4. a. When the spindle lost its birefringence, the spindle became shorter and shorter, pulling the chromosomes to the cell surface. When the colchicine was washed out, the birefringence returned, and the chromosomes were pushed back toward the center of the cell.p. 273: “As described in the case of Chaetopterus oocytes (Inoue, 1952 a), when low concentrations of colchicine or of Colcemid are applied, the chromosomal spindle fibers contract and pull the chromosomes to the cell surface to which they are closest. Fig. 9 D shows an electron micrograph of a spindle in the process of dissolution in Colcemid. The cell was fixed by the method described in section 10. Remnants of short fragments of spindle filaments could still be seen around the chromosome, and the chromosomes moved closer to the cell surface during contraction of the spindle (compare with control spindle, Fig. 9 A). Fig. 9 C shows a similar situation in a cell treated with cold. When cells treated with Colcemid are washed with normal seawater, their spindle recovers in the course of 45-60 min. The recovery is not shortened or prolonged by washing with heavy water.”

   Video (8:54): “Now, what happened with colchicine is, when I applied colchicine to living cells… In this case, it’s a oocyte — a cell that forms an egg — of a marine worm, Chaetopterus. These are my favorite material because the cell stays in metaphase unless you stimulate it to go further. So, it has a metaphase spindle built in. But, then when you apply colchicine, then as you see in the lower row, the birefringence gradually disappears in a few minutes. And then, if you use a lower concentration, then as you see in the upper row, then not only does the birefringence disappear, but the spindle gets shorter and shorter and shorter, and at the same time, it pulls the chromosomes to the cell surface. So, from this, I concluded that colchicine, just like cold, is one of the agents that makes the spindle material fall apart. But what’s interesting is that, as the molecules are falling apart, they can generate force for pulling. This is a very strange concept that you can generate pulling force that will pull chromosomes and the inner spindle pole to the cell surface. And then if you take the colchicine away, the reverse happens — the molecules come back together, and it pushes the chromosomes and the inner pole towards the middle.”

   4. b. This provided the fodder for the idea that pulling forces can be generated from dynamic molecules, and could explain the mechanism of sister chromatid separation in mitosis.

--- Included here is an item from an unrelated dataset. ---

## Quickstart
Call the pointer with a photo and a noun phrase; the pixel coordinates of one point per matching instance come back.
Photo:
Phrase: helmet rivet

   Video (10:38): “So, this gave rise to the whole concept that molecules that are falling apart can actually generate pulling forces. Now, this seems so strange. It took 20 years until, in the test tube, this was proven to be correct.”

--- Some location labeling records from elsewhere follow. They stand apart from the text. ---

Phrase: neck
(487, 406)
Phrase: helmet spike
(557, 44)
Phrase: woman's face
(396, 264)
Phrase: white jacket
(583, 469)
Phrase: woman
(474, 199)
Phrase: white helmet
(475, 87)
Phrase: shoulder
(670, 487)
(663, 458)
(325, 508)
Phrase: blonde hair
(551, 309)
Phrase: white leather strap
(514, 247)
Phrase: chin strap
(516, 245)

5.  b and c.(a) incorrect because the polymers are oriented, which is the basis of birefringence.

   (d) incorrect because polymers associate rather than dissociate at higher temperatures.

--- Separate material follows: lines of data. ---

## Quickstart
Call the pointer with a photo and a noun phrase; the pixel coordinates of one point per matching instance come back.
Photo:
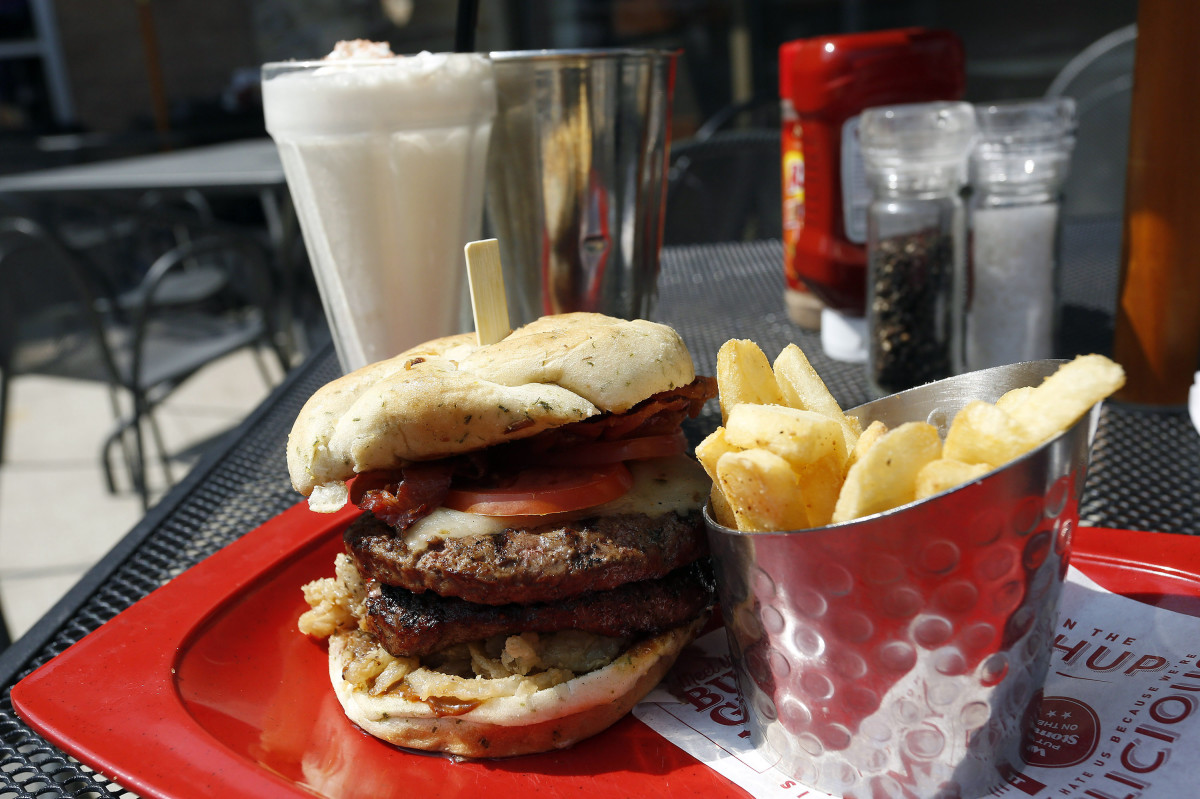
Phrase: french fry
(799, 437)
(721, 510)
(711, 450)
(867, 440)
(1067, 395)
(743, 374)
(886, 476)
(820, 485)
(802, 388)
(762, 490)
(1009, 400)
(983, 433)
(945, 474)
(787, 457)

6.  a. The molecules of deuterated water pack in more tightly than normal water, so the higher percentage of D2O mixed in with normal water, the more the D2o will pack with itself and exclude other molecules like proteins. This creates higher local densities of proteins, and in the case of the mitotic spindle, creates more stability of the spindle and thus higher birefringence of the spindle fibers.p. 273: “As described earlier, heavy water increases the birefringence retardation and the volume of the birefringent spindle material (Figs. 4-7). It also increased both of these parameters in isolated spindles, provided the cells were treated with heavy water while still intact (Fig. 11). The amount of the major spindle (22S) protein in the isolated spindle increases approximately proportionately with the amount of birefringent material, as shown in Table I, while the total 22S protein per cell remains unchanged (Sato et al., 1966).

   The rapid rise of birefringence and volume of the spindle in D20-sea water, and the parallel increase in the spindle protein content without increase in the same protein in the whole cell, suggests that a sizable pool of protein must preexist in the cell. Kane (1967) has, in fact, found a large quantity of the major spindle protein already present in the unfertilized sea urchin egg. The amount of 22S protein in the unfertilized whole egg is some 20 times greater than that extracted from the first mitotic metaphase spindle.”

   6. b. Dr. Inoue and colleagues found that treatment with deuterated water increased polymerization of the spindle fibers, with sensitivities similar to that of temperature shifting. This result is consistent with the dynamic equilibrium model that explains the dynamic nature of spindle fibers.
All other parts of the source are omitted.